# GreatCut registration.



## egyptiangoose (Jan 13, 2011)

Hello all,

I've just bought a GCC Expert 24 and am trying to use GreatCut which I have uploaded. It won't let me use it though until I have inputted the licence (voucher code) I have tried this several times but it is telling me the code is invalid?

I've rang GCC in the US leaving a message and emailed my problem twice and haven't heard from them at all.

Can anyone help with the licence number or how best to get some response from them.

Regards, Chris


----------



## egyptiangoose (Jan 13, 2011)

Well, I've managed to register with GCC now so that's a start.

Please could someone let me know what code I need to input when I am prompted to in the GreatCut license data when I try to run the program.

Is it the long one on the disc which begins with KGCC-? 

It says it is invalid.


----------



## Nick Horvath (Feb 26, 2010)

You need to register your voucher code online. You will then receive the registration code to activate the software.
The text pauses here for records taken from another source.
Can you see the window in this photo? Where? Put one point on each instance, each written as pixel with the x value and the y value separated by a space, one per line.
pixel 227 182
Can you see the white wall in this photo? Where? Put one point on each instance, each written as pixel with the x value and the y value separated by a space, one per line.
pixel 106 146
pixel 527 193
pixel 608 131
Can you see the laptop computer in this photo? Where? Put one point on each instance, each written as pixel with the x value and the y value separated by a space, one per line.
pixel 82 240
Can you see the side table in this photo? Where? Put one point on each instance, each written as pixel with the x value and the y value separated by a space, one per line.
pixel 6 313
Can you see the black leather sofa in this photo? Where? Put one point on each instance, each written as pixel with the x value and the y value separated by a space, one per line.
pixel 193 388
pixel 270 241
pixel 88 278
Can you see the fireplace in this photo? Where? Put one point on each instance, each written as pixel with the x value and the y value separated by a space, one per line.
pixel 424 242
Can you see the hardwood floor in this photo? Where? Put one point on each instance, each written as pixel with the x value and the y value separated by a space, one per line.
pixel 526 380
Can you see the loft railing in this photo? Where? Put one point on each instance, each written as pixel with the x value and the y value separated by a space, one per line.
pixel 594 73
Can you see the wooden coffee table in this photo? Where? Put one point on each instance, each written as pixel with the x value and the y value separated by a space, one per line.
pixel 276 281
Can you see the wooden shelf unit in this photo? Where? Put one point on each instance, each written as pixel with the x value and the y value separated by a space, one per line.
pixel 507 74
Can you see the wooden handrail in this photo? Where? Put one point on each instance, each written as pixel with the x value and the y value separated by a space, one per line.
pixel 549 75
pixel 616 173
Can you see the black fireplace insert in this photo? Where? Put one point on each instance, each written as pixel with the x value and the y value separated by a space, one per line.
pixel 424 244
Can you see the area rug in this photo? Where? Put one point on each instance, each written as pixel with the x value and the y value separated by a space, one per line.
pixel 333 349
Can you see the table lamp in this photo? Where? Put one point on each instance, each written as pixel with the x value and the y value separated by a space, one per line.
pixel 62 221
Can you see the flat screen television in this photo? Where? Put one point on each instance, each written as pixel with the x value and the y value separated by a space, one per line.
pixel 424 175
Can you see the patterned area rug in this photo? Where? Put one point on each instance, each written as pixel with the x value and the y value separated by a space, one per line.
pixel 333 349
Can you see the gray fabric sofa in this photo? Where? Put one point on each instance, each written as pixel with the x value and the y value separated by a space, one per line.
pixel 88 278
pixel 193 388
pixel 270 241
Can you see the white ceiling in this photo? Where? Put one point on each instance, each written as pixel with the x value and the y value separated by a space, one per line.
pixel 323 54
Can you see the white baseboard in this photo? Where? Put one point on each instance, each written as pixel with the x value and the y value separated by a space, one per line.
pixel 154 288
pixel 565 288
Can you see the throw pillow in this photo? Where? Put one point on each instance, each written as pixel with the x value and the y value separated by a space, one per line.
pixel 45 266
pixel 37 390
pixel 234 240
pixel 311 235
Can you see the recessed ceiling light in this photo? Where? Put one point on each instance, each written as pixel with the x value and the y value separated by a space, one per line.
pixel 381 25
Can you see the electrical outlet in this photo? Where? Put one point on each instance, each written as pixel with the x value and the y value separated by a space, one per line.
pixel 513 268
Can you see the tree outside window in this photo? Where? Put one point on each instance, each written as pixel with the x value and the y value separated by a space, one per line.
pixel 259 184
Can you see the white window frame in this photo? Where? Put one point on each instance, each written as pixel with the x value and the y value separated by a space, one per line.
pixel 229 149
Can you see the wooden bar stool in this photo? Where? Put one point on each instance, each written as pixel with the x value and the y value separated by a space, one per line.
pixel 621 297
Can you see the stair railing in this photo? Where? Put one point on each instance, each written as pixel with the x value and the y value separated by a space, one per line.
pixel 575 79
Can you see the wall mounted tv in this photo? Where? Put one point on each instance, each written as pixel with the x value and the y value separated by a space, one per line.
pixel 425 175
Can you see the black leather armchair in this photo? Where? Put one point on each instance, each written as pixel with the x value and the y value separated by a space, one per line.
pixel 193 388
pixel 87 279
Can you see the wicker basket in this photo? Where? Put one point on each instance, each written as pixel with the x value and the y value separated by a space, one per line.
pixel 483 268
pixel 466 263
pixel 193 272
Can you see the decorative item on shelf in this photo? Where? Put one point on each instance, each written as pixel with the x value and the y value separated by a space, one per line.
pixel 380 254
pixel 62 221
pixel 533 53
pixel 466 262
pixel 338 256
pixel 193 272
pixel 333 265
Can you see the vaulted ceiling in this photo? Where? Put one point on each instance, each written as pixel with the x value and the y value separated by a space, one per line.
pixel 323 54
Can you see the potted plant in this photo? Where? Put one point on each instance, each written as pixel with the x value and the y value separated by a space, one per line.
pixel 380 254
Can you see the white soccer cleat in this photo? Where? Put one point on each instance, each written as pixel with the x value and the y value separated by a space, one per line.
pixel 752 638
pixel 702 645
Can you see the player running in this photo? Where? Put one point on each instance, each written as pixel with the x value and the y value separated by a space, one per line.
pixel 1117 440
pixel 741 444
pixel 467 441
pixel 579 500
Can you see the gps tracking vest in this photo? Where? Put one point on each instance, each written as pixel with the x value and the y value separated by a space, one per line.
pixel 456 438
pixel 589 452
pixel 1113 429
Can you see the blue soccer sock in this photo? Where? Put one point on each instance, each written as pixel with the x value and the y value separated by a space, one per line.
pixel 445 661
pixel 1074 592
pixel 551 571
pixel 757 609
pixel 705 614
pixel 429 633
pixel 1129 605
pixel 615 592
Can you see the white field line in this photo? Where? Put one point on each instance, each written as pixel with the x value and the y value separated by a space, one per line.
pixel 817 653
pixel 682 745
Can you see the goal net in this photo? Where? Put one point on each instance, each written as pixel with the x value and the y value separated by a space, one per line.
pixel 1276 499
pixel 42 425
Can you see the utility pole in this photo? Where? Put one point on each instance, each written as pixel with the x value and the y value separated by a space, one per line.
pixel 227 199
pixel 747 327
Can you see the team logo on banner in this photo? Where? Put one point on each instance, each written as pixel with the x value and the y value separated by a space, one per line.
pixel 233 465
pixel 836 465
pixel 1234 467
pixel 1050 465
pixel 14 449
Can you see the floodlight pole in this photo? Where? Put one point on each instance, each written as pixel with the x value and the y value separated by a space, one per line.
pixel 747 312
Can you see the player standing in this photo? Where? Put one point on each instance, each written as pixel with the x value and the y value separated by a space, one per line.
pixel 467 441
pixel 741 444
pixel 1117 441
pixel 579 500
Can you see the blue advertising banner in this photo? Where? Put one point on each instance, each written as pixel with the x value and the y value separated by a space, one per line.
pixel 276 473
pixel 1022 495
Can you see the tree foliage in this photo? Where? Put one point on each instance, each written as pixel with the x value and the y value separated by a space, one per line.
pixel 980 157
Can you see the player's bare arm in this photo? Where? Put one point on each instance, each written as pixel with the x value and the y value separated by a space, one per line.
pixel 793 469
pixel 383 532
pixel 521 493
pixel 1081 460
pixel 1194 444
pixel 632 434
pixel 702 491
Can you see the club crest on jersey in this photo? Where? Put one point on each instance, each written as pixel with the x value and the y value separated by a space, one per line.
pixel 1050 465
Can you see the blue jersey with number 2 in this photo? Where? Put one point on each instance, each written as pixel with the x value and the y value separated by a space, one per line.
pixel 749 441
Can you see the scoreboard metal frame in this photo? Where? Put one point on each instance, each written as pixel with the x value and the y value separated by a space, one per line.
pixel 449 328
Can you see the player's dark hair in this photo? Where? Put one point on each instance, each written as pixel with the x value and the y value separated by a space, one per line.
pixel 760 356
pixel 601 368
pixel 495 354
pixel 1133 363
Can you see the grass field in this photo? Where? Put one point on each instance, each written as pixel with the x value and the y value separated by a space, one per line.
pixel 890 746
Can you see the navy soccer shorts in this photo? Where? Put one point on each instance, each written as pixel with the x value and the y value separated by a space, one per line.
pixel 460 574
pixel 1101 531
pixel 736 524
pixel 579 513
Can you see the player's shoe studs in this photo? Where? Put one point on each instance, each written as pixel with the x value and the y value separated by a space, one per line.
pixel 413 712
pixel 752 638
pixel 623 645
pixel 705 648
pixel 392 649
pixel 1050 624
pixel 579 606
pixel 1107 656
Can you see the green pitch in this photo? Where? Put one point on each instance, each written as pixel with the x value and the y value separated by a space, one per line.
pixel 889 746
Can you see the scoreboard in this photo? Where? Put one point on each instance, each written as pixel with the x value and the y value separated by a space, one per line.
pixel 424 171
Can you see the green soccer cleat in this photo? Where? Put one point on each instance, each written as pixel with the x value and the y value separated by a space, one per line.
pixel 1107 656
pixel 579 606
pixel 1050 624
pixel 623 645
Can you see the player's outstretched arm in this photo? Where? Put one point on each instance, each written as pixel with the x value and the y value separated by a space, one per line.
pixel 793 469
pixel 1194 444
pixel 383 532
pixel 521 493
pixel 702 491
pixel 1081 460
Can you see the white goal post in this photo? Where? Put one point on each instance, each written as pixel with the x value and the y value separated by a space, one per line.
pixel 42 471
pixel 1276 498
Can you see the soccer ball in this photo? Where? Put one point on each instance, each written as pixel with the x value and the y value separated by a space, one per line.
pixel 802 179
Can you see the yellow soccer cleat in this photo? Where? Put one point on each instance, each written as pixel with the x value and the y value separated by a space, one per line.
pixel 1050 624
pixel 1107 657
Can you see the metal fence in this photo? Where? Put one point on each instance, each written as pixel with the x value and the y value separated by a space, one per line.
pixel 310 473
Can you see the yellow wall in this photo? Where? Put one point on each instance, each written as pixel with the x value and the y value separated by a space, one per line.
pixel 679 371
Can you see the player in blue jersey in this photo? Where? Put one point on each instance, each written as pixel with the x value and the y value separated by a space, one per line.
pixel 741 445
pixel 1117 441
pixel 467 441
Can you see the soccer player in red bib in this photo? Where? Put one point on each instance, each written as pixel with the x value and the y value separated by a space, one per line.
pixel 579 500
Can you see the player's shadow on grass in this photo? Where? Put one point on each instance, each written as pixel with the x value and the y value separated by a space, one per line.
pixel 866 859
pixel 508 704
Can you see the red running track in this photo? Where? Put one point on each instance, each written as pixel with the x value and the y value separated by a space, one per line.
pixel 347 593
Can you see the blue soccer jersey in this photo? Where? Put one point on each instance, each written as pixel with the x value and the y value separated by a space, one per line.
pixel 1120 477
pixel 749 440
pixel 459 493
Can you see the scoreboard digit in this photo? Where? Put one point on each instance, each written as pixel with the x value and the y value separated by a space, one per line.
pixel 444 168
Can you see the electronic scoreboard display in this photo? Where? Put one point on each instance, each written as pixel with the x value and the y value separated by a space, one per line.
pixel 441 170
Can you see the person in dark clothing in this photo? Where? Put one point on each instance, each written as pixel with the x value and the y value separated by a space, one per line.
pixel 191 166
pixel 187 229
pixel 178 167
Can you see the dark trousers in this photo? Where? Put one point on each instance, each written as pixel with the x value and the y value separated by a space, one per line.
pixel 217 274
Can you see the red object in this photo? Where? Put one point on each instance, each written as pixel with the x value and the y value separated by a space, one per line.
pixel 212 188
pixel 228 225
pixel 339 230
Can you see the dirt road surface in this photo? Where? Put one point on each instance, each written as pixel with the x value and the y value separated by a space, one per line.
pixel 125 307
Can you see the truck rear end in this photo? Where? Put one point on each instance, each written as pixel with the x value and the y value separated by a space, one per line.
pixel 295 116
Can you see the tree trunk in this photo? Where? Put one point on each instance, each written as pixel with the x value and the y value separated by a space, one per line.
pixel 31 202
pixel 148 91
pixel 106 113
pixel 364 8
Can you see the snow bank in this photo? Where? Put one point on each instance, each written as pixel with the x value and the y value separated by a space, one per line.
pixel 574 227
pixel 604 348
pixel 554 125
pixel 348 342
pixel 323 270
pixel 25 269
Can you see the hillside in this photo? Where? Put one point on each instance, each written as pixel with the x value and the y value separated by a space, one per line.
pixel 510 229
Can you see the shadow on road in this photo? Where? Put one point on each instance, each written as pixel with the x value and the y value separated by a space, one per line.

There should be a voucher slip in with your cutter.


----------



## egyptiangoose (Jan 13, 2011)

Hi, many thanks.

Could you please give me a link to the GCC Club page where I can do this. I have registered but can't find where I have to enter the voucher code number on the Greatcut disc.

Chris


----------



## Nick Horvath (Feb 26, 2010)

Here you go: Great Computer Corp. - Software Voucher Code


----------



## egyptiangoose (Jan 13, 2011)

Nick, thank you very much for your help.

I'm nearly there although I'm downloading a program for the second time that I had already done so from the disc that came with the cutter.

This really has to be the most painful episode in my life and GCC have not once responded to my emails or telephone calls from England.

Apalling service from GCC....apalling.


----------



## egyptiangoose (Jan 13, 2011)

Nope, still apparently unlicensed despite paying over £800 for the cutter and the GreatCut software.

I'm not Einstein, but neither am I Forest Gump and I can't fathom how to get this program licensed enabling me to use the machine.

I won't bother GCC with emails or phone calls anymore though, I'm sure they have more important stuff to deal with. I need a drink.


----------



## Nick Horvath (Feb 26, 2010)

When I received my Expert 24, inside the box there is a GreatCut voucher coupon. All I did is navigate to the site, type in the voucher code, and then type in the registration code I received into GreatCut.

Who did you purchase it from? I would try contacting them if you aren't having any luck getting hold of GCC.


----------



## wthomasoh (Dec 22, 2015)

5 years later and the process is till ungodly painful. I should have bought the Graphtec I was looking at instead of cheaping out.

Hey GCC - your software registration process called and it's stuck in 2001.


----------



## Blue92 (Oct 8, 2010)

When I registered our Expert 24 I received an "xxxx.ecf" file via email. It contains the key to activate the cutter. 

Was a simple copy to PC and double click with the cutter attached and on.


----------